学术文献库

Circulant graphs $C_n(R)$ and $C_n(S)$ are said to be \emph{Adam's isomorphic} if there exist some $a\in \mathbb{Z}_n^*$ such that $S = a R$ under arithmetic reflexive modulo $n$. $C_n(R)$ is said to have {\it Cayley Isomorphism} (CI)-property if whenever $C_n(S)$ is isomorphic to $C_n(R),$ they are of Adam's isomorphic. CI-problem determines which graphs (or which groups) have the $CI$-property. Classification of cyclic $CI$-groups was completed but investigation of graphs without $CI$-property is not much done. Vilfred defined Type-2 isomorphism, different from Adam's isomorphism, of circulant graphs $C_n(R)$ w.r.t. $r$, $r\in R$ $\ni$ $\gcd(n, r) = m > 1$. Type-2 isomorphic circulant graphs don't have CI-property and we obtained such graphs of order $n$ for $r$ = 2,3,5,7, $n\in\mathbb{N}$. In this paper, we obtain Type-2 isomorphic circulant graphs of order $np^3$ w.r.t. $r = p$, and abelian groups on these isomorphic graphs where $p$ is a prime number and $n\in\mathbb{N}$. Theorems \ref{c10} and \ref{c13} are the main results.
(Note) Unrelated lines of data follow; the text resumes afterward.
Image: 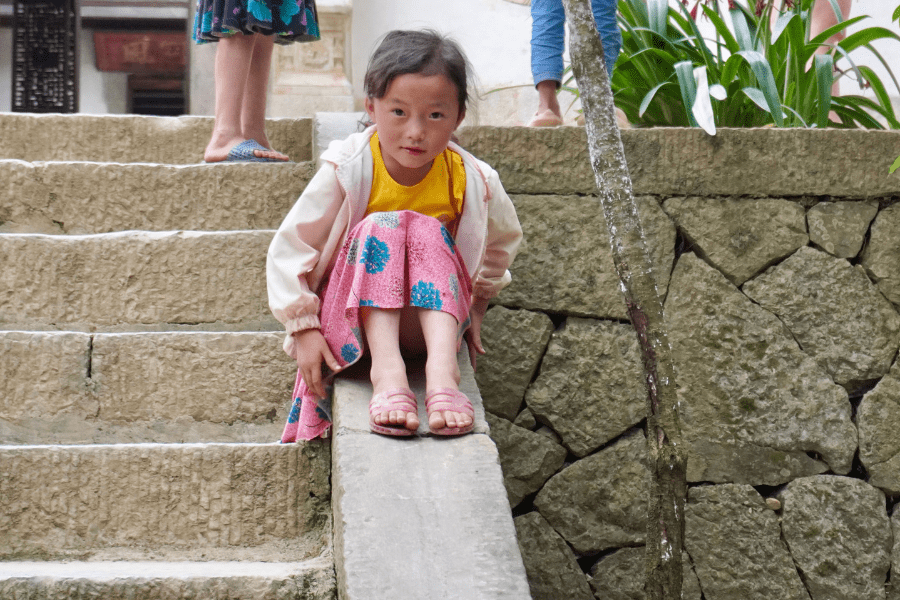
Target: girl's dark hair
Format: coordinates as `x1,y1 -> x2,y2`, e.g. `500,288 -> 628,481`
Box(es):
364,29 -> 471,113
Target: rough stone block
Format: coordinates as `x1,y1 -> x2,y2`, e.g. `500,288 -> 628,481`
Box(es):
862,204 -> 900,307
0,331 -> 97,422
525,317 -> 647,456
856,359 -> 900,495
475,306 -> 553,421
743,247 -> 900,392
684,484 -> 809,600
534,433 -> 650,554
497,196 -> 675,320
0,160 -> 314,234
515,512 -> 593,600
0,231 -> 274,329
806,202 -> 878,258
0,554 -> 336,600
485,413 -> 566,507
590,546 -> 701,600
0,114 -> 312,164
459,127 -> 900,198
779,475 -> 893,600
0,443 -> 331,561
666,254 -> 857,485
663,196 -> 809,286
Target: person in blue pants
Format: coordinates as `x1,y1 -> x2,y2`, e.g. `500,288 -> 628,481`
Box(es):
528,0 -> 622,127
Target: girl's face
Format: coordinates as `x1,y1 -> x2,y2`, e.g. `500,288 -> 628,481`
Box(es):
366,73 -> 466,186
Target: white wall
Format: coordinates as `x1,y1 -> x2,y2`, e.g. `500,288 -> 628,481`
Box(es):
352,0 -> 900,125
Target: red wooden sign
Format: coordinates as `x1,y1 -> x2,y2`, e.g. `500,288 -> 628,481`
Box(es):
94,31 -> 188,75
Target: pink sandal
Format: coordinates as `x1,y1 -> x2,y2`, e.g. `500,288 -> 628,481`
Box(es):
369,388 -> 419,436
425,388 -> 475,435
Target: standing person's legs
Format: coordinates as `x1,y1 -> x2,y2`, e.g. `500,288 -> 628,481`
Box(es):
203,33 -> 287,162
529,0 -> 566,126
241,35 -> 288,155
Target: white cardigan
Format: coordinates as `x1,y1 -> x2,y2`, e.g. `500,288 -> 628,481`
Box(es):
266,127 -> 522,356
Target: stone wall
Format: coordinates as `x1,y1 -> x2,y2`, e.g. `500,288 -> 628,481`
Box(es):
461,128 -> 900,600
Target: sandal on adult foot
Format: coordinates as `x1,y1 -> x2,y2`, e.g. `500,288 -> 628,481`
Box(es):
369,388 -> 419,437
425,388 -> 475,435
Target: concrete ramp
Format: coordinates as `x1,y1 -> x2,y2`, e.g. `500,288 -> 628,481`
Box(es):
332,349 -> 531,600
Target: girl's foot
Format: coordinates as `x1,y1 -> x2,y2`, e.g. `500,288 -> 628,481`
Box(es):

Using Theorem \ref{c13}, a list of abelian groups on the $p$ isomorphic circulant graphs $C_{np^3}(R^{np^3,x+yp}_i)$ of Type-2 w.r.t. $r = p$ for $i$ = 1 to $p$ and for $p$ = 3,5,7, $n$ = 1,2 and $y$ = 0 is given in the Annexure, $1 \leq x \leq p-1$, $y\in\mathbb{N}_0$, $0 \leq y \leq np - 1$, $1 \leq x+yp \leq np^2-1$, $p,np^3-p\in R^{np^3,x+yp}_i$ and $i,n,x\in\mathbb{N}$.